Adam and Eve were certainly “representatives” in the sense that they were “the ones in whom God’s purpose to make the whole world a place of delight and joy and order, eventually colonizing the whole creation, was to be taken forward” (N.T. Wright). However I do not share the idea that their sin becomes transmitted because of their vocation as “representatives”. My reason is the following:
Since the “representatives” Adam and Eve were free NOT to sin (otherwise God would have been the author of the sin), the possibility that they did not sin was a real one in God’s mind. Therefore theology to be serious has to consider also the possible history in which generations may have passed before the arrival of the first sin. And in such a scenario the first sin would not have been the sin of “the representatives of the whole human race”. Should we then conclude that in such a case the “first sin” would not have passed down to the sinner’s descendants? This sounds rather awkward because then there would have been two groups on earth: people in-need-of-Redemption and people not-in-need-of-Redemption.

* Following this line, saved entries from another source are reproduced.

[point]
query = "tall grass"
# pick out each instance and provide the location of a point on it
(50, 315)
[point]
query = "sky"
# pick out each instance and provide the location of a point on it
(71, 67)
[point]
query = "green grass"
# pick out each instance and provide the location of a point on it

The solution I have proposed in this thread is as follows:
Even if the first sin is not the sin of the first humans to whom “God revealed himself in an intimate way”, the consequences of this transgression (“the state of original sin”) would pass down to all human persons coming into existence after the first sin, so that all are generally in need of Redemption. As I have repeatedly said, in favor of this view I invoke Romans 11:32.